Borough manager Debra Schnabel met with borough attorney Brooks Chandler on Tuesday in Anchorage to draft a response to Alaska State Troopers on policing responsibilities outside of the Haines townsite.
The borough assembly voted 5-1 on Nov. 6 to request that Chandler respond to a letter from Alaska State Troopers sent to the Haines Police last week.
In the Nov. 6 letter, state troopers’ acting director Major Andrew Greenstreet confirmed receiving Haines’ new directive to restrict police to the townsite unless requested by a trooper to respond to a call.
Greenstreet said state troopers do not hold jurisdiction in the Haines Borough, regardless of the new directive.
In October, voters from Lutak, Mud Bay and Haines Highway voted against raising property taxes to create separate police service areas in their neighborhoods.
Greenstreet asked Haines Police to provide services throughout the entire borough “in accordance with the long standing past practice of the Haines Borough Police Department operating as the primary law enforcement agency.”
According to retired police chief Greg Goodman, that is only partially accurate. He told the CVN that when he led the force, the city police were authorized to leave the townsite only when requested by the troopers.
“I think that letter gives us an excellent segue into a letter from our attorney,” assembly member Brenda Josephson said at the Nov. 6 assembly meeting.
Schnabel told the assembly that over a year ago Chandler “believed there was a precedent for us to pursue this legally.” She said his main point was that the Department of Public Safety is inconsistent in how it deals with police services in boroughs.
Chandler referenced the 2016 dispute between Alaska State Troopers and the city ofAnchorage on policing responsibilities and funding for Girdwood and the Seward Highway as a precedent. In October 2016, AST closed its post in Girdwood, a town 40 miles southeast of Anchorage, and left the town and the surrounding communities without trooper service. Girdwood, which falls within the municipality of Anchorage, voted to contract with Whittier for police services.
Soon after closing the post in Girdwood, troopers stopped patrolling the 35-mile stretch of Seward Highway between Milepost 110 to 75.
“We understood where the troopers were coming from,” said Bill Falsey, former municipal attorney of Anchorage, who has since become municipal manager. “It definitely left Anchorage in an untenable place. We were going to have parts of the community that were not policed at all.”
In August 2017, the state legislature allocated $200,000 for the Anchorage police to patrol the highway, a fund that was projected to run out in nine months, according to an Anchorage Daily News article from earlier this year.
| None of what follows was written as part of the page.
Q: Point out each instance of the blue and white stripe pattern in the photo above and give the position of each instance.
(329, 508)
In February 2018, the municipality of Anchorage voted on a redistribution of tax dollars, in which homeowners inside city limits saw a marginal tax cut and outlying residents saw a slight increase in property tax to pay for an areawide highway patrol by Anchorage police. The new tax generates about $4 million annually, according to Falsey.
Chandler said this issue shares similarities with Haines.
“The letter from Mr. Chandler will expound on the broader questions in the interpretation of our own charter,” Schnabel told the CVN.
The letter will be drafted in November, and available for assembly and public review in December. It will take time, because the assembly wants to target communication with the newly elected state officials, Schnabel said.
While bringing back a blue shirt trooper is a long-term goal, Schnabel said that the immediate issue is being able to manage our police services in the short term.
The Haines Borough Assembly amended its directive to the Haines Police on Nov. 6, after reported incidents presented a safety conflict outside of the borough. Chief Heath Scott ignored the original order to obtain trooper direction, and responded to a flipped vehicle with a trapped driver and passenger on Haines Highway on Nov. 3.
The new directive will allow police response to calls outside the townsite deemed “urgent,” defined as a threat to life or property, or a crime in progress.
Additionally, the assembly passed a motion to form an ad hoc committee with assembly members and local residents to advocate that the legislature step in regarding trooper response in Haines.
Assembly member Sean Maidy voted against the ad hoc committee and the directive for Chandler to respond to Major Greenstreet’s letter.
“The stack (is) about this thick now, and we’re expecting a different answer,” Maidy said, gesturing about tower of papers on Greenstreet’s desk that the Haines Borough has sent.
The troopers reassigned its Haines blue shirt position to Western Alaska in 2017.